Contrapositive: Given a statement of the form $$\text{If $p$, then $q$}$$The contrapositive of this statement is $$\text{If not $q$, then not $p$}$$
If you prove the contrapositive, that is first you assume that $q$ is not true, and then prove that $p$ is not true, you have proven that if $p$ is true, then $q$ is true. As if $q$ was false, then $p$ would be false.
So, in your question, let $$p=\text{$x$ and $y$ are odd integers}$$ and $$q=\text{$xy$ is odd}$$
The statement you are trying to prove is $$\text{If $p$, then $q$}$$ which when written is words is $$\text{If $x$ and $y$ are odd integers, then $xy$ is odd}$$
The contrapositive of this statement would be $$\text{If $xy$ is not odd, then either $x$ or $y$ is not odd}$$
Contradiction: A proof by contradiction is very similar to a proof by contrapositive. As in, you start both proofs by assuming that $q$ is not true. But in a proof by contrapositive, you attempt to prove that if $q$ is not true, then $p$ is also not true. In a proof by contradiction, you try to reach a contradiction under the assumption that if $p$ is true and if $q$ is false, then we get some contradiction.
In a proof by contrapositive, you are not assuming that $p$ is true, whereas in a proof by contradiction, you are assuming that $p$ is true.

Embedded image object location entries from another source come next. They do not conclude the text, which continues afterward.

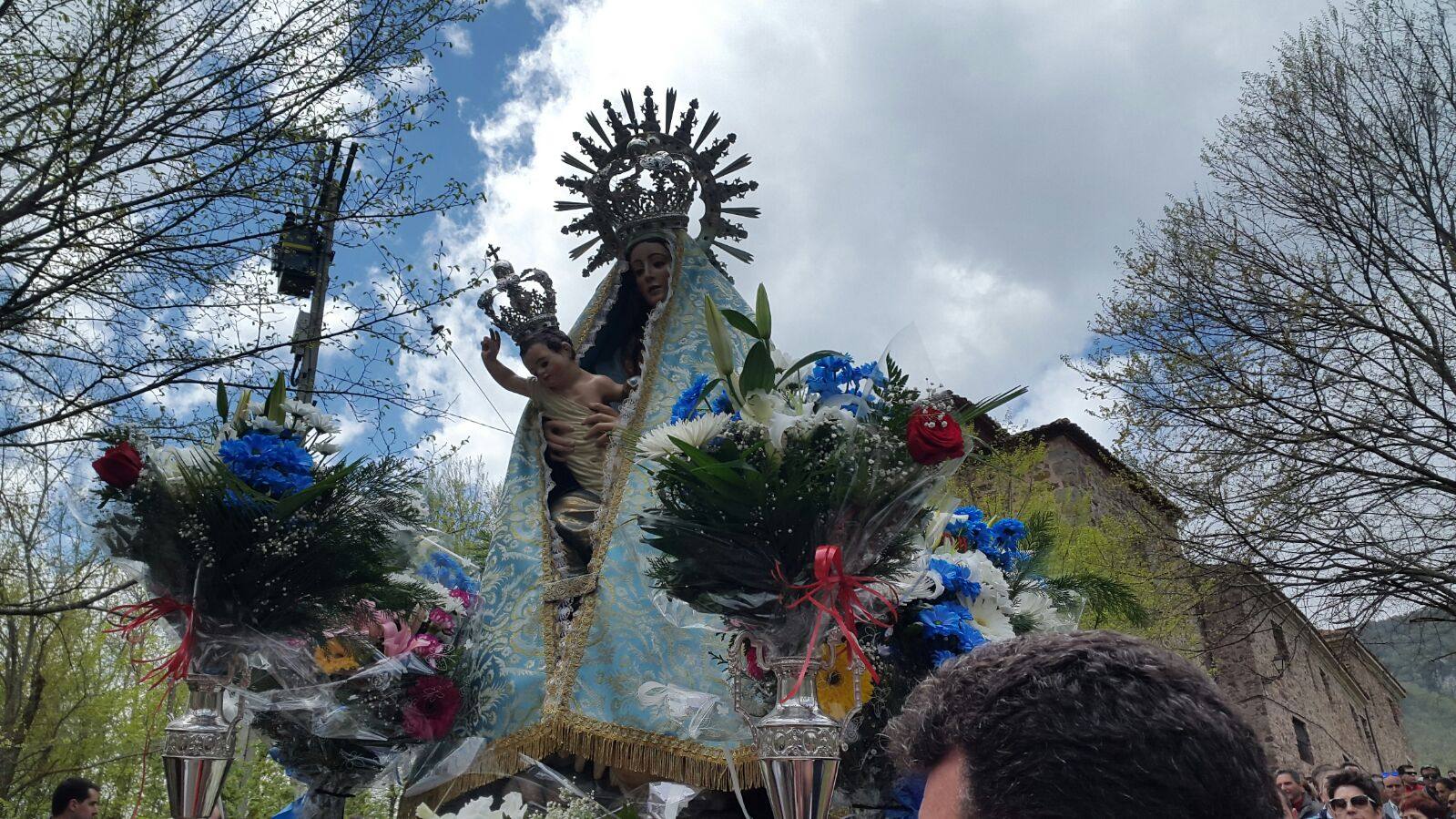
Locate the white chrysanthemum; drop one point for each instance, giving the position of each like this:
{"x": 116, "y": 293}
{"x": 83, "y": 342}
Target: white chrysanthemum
{"x": 982, "y": 570}
{"x": 697, "y": 432}
{"x": 1040, "y": 608}
{"x": 265, "y": 425}
{"x": 991, "y": 619}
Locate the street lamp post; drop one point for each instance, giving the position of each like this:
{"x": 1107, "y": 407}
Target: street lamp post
{"x": 301, "y": 258}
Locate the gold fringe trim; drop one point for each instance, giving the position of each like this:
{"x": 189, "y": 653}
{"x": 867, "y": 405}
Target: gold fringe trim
{"x": 616, "y": 746}
{"x": 570, "y": 588}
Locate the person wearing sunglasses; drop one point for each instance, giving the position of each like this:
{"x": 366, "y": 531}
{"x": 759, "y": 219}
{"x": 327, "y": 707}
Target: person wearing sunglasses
{"x": 1351, "y": 796}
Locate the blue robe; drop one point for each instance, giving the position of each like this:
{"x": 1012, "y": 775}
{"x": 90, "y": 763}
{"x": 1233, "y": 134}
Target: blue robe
{"x": 537, "y": 688}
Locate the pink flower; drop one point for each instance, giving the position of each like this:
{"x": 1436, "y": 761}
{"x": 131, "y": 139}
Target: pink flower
{"x": 427, "y": 648}
{"x": 751, "y": 656}
{"x": 433, "y": 704}
{"x": 395, "y": 639}
{"x": 442, "y": 619}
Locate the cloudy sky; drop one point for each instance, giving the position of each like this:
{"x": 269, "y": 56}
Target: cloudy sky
{"x": 967, "y": 168}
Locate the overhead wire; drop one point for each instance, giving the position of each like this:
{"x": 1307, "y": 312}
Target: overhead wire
{"x": 510, "y": 429}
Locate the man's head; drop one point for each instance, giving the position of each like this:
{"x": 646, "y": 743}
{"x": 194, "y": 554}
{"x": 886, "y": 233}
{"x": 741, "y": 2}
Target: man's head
{"x": 1047, "y": 724}
{"x": 75, "y": 799}
{"x": 1290, "y": 784}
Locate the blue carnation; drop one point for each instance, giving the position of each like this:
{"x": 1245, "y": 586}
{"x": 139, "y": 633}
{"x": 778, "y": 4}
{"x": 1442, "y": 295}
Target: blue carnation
{"x": 957, "y": 578}
{"x": 945, "y": 619}
{"x": 838, "y": 374}
{"x": 686, "y": 405}
{"x": 269, "y": 464}
{"x": 969, "y": 636}
{"x": 970, "y": 513}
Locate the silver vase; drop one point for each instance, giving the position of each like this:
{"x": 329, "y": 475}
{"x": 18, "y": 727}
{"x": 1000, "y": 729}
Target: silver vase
{"x": 197, "y": 751}
{"x": 799, "y": 745}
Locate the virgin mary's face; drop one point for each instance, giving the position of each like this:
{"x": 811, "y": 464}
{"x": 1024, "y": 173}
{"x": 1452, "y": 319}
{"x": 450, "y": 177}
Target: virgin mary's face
{"x": 651, "y": 270}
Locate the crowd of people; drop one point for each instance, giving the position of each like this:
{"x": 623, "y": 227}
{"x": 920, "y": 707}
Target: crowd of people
{"x": 1096, "y": 724}
{"x": 1093, "y": 724}
{"x": 1347, "y": 792}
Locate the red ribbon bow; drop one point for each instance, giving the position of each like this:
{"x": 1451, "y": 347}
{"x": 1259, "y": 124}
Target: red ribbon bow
{"x": 169, "y": 668}
{"x": 836, "y": 595}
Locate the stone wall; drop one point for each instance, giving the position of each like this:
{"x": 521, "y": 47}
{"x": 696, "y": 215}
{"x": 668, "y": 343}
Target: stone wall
{"x": 1307, "y": 701}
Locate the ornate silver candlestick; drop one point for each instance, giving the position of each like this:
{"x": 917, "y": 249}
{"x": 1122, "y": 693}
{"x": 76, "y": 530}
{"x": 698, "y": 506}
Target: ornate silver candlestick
{"x": 797, "y": 742}
{"x": 199, "y": 751}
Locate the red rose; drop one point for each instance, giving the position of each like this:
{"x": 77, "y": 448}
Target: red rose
{"x": 933, "y": 436}
{"x": 433, "y": 704}
{"x": 119, "y": 466}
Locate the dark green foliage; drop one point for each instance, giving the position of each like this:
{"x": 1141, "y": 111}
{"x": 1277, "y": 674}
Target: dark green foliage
{"x": 293, "y": 564}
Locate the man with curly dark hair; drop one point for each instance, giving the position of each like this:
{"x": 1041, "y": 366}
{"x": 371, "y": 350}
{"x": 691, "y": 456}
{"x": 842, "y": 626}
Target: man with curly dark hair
{"x": 1088, "y": 724}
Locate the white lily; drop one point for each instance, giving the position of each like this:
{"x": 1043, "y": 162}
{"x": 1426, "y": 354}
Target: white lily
{"x": 169, "y": 461}
{"x": 1040, "y": 609}
{"x": 760, "y": 405}
{"x": 982, "y": 570}
{"x": 512, "y": 808}
{"x": 697, "y": 432}
{"x": 918, "y": 580}
{"x": 265, "y": 425}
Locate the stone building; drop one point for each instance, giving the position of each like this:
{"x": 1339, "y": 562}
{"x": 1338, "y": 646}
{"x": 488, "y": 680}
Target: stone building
{"x": 1312, "y": 697}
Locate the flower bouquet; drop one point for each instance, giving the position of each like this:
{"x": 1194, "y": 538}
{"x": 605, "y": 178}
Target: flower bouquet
{"x": 382, "y": 697}
{"x": 787, "y": 502}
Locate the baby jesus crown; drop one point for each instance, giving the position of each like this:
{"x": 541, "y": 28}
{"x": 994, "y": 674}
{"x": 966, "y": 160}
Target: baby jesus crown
{"x": 520, "y": 303}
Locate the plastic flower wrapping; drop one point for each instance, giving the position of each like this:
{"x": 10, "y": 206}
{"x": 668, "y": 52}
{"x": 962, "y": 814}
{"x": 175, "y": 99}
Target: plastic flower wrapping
{"x": 374, "y": 697}
{"x": 308, "y": 582}
{"x": 789, "y": 495}
{"x": 541, "y": 790}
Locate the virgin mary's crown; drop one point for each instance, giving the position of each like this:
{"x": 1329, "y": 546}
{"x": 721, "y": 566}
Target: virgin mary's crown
{"x": 647, "y": 178}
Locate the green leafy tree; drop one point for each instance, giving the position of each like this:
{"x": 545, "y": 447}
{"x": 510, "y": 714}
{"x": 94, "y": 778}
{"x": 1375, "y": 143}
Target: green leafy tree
{"x": 1278, "y": 352}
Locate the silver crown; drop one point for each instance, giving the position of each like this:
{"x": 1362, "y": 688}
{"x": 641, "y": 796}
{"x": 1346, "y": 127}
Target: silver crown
{"x": 520, "y": 303}
{"x": 647, "y": 178}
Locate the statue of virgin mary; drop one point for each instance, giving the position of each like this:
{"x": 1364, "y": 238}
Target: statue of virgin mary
{"x": 574, "y": 656}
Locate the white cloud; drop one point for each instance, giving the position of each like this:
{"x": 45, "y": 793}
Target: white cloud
{"x": 967, "y": 168}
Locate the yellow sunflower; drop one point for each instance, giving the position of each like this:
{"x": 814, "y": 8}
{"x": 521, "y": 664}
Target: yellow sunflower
{"x": 335, "y": 658}
{"x": 836, "y": 687}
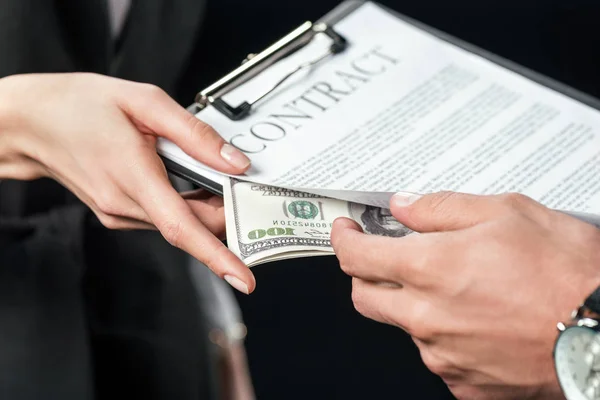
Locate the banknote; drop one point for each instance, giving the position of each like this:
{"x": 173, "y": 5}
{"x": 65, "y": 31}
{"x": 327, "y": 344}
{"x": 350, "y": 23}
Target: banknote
{"x": 266, "y": 223}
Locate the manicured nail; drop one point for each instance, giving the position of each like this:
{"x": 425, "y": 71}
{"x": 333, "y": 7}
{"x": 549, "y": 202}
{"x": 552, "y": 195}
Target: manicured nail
{"x": 236, "y": 283}
{"x": 404, "y": 199}
{"x": 234, "y": 157}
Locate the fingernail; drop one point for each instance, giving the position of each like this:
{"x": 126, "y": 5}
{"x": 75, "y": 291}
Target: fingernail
{"x": 234, "y": 157}
{"x": 236, "y": 283}
{"x": 404, "y": 199}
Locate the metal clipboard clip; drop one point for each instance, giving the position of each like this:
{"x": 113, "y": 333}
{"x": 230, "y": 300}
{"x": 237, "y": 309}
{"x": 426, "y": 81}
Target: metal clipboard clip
{"x": 254, "y": 64}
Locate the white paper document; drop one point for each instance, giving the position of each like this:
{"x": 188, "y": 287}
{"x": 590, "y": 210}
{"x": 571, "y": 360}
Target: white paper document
{"x": 401, "y": 110}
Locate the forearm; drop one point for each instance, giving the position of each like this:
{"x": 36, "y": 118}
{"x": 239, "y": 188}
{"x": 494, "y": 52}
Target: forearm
{"x": 16, "y": 150}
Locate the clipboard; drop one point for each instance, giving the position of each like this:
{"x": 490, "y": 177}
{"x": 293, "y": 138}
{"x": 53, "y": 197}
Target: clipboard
{"x": 300, "y": 37}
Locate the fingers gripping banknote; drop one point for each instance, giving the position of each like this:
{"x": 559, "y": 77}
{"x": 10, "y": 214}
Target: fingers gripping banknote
{"x": 266, "y": 223}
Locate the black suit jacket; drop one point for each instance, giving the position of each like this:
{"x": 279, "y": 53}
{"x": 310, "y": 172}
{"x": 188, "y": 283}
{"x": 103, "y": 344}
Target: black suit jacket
{"x": 83, "y": 309}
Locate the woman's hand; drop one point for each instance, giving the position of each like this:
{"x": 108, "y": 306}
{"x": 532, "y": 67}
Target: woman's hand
{"x": 97, "y": 136}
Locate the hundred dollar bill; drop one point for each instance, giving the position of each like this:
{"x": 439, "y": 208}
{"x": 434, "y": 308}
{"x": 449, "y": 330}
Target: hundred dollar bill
{"x": 266, "y": 223}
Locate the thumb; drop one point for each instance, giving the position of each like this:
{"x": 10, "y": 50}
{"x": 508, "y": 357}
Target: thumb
{"x": 446, "y": 211}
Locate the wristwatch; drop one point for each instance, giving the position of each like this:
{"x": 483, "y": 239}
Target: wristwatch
{"x": 577, "y": 352}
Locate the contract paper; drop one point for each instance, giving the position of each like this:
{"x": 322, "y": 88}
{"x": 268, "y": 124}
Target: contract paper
{"x": 401, "y": 110}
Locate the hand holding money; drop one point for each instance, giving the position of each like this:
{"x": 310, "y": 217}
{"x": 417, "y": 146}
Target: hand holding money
{"x": 266, "y": 223}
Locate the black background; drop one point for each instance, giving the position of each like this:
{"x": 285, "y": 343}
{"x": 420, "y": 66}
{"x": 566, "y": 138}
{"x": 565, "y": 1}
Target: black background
{"x": 305, "y": 340}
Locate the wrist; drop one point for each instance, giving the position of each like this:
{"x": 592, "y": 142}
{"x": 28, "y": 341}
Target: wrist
{"x": 17, "y": 159}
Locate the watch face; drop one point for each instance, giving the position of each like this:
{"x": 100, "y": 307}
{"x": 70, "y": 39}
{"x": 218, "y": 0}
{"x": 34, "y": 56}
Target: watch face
{"x": 577, "y": 359}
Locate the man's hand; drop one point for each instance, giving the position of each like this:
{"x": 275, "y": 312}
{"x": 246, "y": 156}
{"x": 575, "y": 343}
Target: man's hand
{"x": 97, "y": 136}
{"x": 480, "y": 290}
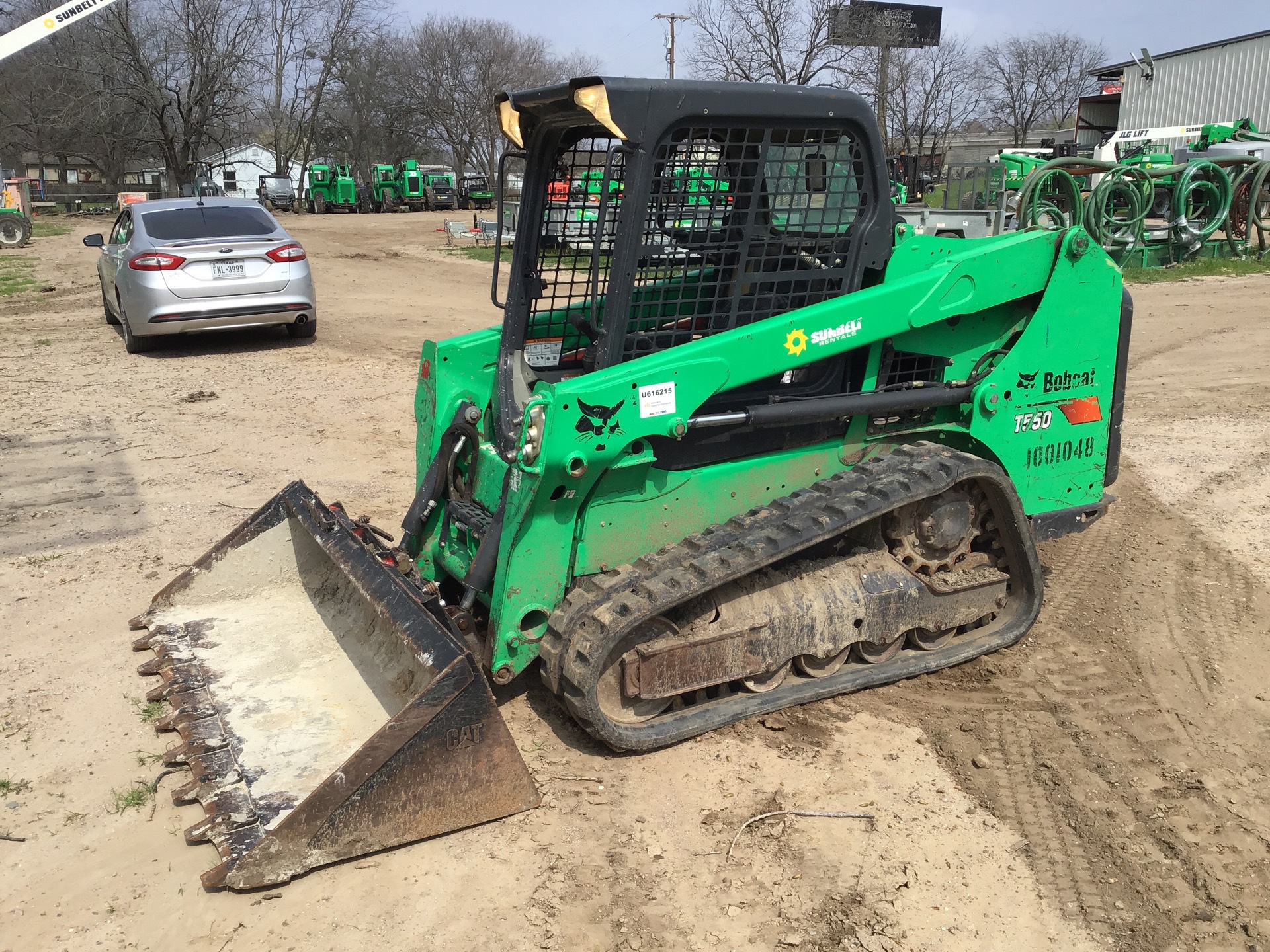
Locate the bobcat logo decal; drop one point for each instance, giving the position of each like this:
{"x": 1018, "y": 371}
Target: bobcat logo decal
{"x": 599, "y": 420}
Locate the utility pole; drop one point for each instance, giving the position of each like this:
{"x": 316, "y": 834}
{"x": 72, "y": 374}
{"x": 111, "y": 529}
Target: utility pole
{"x": 669, "y": 50}
{"x": 883, "y": 92}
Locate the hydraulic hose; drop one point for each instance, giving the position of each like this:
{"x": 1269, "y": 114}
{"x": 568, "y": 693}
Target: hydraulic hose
{"x": 1202, "y": 202}
{"x": 1115, "y": 210}
{"x": 1046, "y": 193}
{"x": 1250, "y": 186}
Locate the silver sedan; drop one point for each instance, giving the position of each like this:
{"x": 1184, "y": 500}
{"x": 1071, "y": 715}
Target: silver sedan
{"x": 179, "y": 266}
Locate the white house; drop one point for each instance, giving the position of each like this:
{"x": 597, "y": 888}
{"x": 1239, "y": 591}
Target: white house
{"x": 239, "y": 171}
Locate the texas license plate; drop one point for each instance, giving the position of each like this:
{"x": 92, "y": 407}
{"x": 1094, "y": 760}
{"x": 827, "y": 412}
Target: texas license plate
{"x": 229, "y": 270}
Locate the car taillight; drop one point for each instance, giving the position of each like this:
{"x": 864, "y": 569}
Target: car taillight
{"x": 287, "y": 253}
{"x": 155, "y": 262}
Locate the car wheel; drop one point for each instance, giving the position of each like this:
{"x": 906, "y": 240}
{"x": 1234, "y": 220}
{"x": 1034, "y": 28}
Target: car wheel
{"x": 15, "y": 230}
{"x": 106, "y": 309}
{"x": 131, "y": 342}
{"x": 302, "y": 331}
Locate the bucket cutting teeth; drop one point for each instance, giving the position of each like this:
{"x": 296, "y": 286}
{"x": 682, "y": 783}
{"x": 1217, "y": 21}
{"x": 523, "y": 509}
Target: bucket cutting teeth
{"x": 323, "y": 710}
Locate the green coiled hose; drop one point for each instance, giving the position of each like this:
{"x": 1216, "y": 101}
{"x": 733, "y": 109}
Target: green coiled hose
{"x": 1115, "y": 210}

So, given a statement of the form $$\text{If $p$, then $q$}$$ A proof by contradiction would start with $$\text{Suppose that $p$ is true and suppose that $q$ is false}$$ and then proceed to arrive at a contradiction. This contradiction might very well be that $q$ being false implies that $p$ is false and in which case the proof by contradiction becomes a proof by contrapositive. This case is a bit subtle though.
So, if you want to prove the statement in question by a contradiction. Then you should start your proof like $$\text{Suppose that $x$ and $y$ are odd integers and also suppose that $xy$ is not odd}$$ and then proceed to find a contradiction.